Devant l’empilement des crises qui caractérise notre époque, la durabilité offre un ensemble de réponses pertinentes et porteuses de valeurs humanistes. Elle est à vrai dire la condition du vivre ensemble sur cette planète, la seule que nous ayons. Grâce à l’Agenda 2030 de l’ONU, ses 17 objectifs de développement durable et ses 169 cibles, nous disposons d’une définition opérationnelle, quantifiée et claire de ce qu’il convient de faire - et de ce à quoi nous nous sommes engagés, à tous les niveaux.

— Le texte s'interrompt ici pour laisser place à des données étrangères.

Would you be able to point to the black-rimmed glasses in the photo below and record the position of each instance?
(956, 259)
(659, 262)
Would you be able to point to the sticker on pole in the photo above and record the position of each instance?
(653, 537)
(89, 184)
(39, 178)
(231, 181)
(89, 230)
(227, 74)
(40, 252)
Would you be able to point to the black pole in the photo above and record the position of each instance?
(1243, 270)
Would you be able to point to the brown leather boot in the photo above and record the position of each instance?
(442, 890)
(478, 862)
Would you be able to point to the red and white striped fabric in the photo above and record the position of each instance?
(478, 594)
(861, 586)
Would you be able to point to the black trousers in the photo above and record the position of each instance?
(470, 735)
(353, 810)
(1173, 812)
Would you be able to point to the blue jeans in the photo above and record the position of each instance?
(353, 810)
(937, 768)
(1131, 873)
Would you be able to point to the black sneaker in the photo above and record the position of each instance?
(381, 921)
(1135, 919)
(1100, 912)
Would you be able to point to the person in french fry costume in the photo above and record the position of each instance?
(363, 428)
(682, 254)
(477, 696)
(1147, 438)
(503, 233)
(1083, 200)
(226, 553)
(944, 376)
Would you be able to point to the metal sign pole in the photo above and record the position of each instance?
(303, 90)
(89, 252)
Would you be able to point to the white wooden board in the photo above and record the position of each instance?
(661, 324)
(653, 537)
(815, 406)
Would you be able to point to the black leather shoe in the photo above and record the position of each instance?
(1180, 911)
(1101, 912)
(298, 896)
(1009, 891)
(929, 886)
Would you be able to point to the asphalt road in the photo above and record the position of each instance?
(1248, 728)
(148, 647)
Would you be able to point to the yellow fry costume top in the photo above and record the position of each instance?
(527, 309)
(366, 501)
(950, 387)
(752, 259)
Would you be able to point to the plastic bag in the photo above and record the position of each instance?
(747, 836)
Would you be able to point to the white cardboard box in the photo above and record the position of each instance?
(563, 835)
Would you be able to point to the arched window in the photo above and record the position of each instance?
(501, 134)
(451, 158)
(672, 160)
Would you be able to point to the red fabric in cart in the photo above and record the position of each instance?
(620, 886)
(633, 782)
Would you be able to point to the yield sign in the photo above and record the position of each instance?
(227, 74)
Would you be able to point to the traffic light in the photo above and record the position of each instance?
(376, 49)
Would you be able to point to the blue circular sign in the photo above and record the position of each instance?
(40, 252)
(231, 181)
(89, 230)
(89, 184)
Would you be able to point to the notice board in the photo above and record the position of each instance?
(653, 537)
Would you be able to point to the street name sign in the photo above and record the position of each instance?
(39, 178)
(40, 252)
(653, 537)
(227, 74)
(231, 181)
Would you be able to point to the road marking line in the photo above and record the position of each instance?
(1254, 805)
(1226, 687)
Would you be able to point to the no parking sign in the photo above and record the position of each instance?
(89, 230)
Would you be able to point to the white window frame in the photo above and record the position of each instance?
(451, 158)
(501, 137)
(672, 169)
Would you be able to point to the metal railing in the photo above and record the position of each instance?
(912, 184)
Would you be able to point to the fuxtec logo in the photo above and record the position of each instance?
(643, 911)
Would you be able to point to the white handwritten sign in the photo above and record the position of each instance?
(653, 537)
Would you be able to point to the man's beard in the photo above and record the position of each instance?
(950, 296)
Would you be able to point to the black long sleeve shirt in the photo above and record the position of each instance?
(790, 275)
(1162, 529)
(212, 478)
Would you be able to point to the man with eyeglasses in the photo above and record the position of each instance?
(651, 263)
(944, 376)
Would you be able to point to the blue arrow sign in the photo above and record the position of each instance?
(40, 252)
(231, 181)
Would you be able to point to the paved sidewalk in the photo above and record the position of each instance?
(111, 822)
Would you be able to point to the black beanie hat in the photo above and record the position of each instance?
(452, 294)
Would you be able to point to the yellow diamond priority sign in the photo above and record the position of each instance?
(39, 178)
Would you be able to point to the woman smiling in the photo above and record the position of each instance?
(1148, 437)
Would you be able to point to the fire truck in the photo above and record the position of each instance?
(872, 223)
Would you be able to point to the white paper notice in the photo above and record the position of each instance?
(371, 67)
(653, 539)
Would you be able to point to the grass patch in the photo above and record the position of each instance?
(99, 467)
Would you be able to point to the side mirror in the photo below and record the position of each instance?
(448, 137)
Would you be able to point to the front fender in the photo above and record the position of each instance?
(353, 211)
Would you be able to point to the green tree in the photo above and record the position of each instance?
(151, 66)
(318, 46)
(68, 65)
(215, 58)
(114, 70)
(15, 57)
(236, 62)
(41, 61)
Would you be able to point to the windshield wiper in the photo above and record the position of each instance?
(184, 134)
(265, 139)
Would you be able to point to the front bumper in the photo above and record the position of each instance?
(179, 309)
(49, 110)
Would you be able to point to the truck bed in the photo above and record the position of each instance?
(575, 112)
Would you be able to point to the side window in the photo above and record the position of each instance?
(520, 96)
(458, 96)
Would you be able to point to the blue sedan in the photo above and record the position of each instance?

Pour le financement, en théorie tout est simple: cesser de financer ce qui n’est pas durable pour cibler les flux financiers vers ce qui l’est. Et il n’est aujourd’hui plus guère de fonds d’investissement, d’établissement financier, de caisse de pension qui n’ait développé une offre présentée comme durable.
Eviter le greenwashing est essentiel
René Longet
Pour mesurer la durabilité des engagements financiers, un consensus s’est formé autour de l’application d’exigences dans les domaines environnementaux, sociaux et de gouvernance (ESG), mais quelles sont ces exigences? Eviter le greenwashing est essentiel; en se contentant de ravaler la façade, on passe à côté de l’objectif.
L’Union européenne a balisé le chemin en définissant à travers sa taxonomie les contenus du volet environnemental; on attend maintenant ce qui sera retenu pour les deux autres volets. La définition d’un minimum contraignant d’exigences ESG est la clé de la crédibilité de la finance durable, et on ne peut qu’espérer que pour assurer une cohérence globale, l’ensemble soit calé sur les ODD et leurs 169 cibles. Et aux analystes financiers essentiels au fonctionnement de tout acteur financier, il convient d’associer des analystes capables de vérifier le degré de durabilité des demandes de crédits et des projets d’investissements.
Se dessaisir des actifs problèmatiques, c’est se priver de toute possibilité d’influence
René Longet
Reste la question de savoir s’il faut, pour faire évoluer les entreprises vers une meilleure durabilité, doter leur financement de conditionnalités ESG, ou s’il vaut mieux se défaire d’actifs au bilan environnemental et social insuffisant. La seconde option est la plus commode. Mais est-elle aussi la plus efficace? Car se dessaisir de tels actifs, c’est se priver de toute possibilité d’influence alors que le repreneur aura moins de scrupules, et que donc l’impact négatif, s’il a disparu du portefeuille du détenteur initial, va se poursuivre sous l’égide de l’acheteur. Ce n’est évidemment pas ce qu’il faut rechercher.
A travers ces innovations s’exprime une mue du concept économique, qui passe de l’assimilation fallacieuse de la maximisation du taux de retour sur investissement au bien-être collectif, à l’affirmation que la rentabilité des entreprises ne doit pas être obtenue par la destruction de valeurs écologiques et sociales. Faute de quoi l’économie sape à la fois ses bases d’existence - les fonctionnalités des systèmes naturels et sa raison d’être - répondre à de vrais besoins individuels et sociaux. En ce sens, la finance durable est au cœur de l’indispensable reconnexion de l’économie avec les enjeux de société.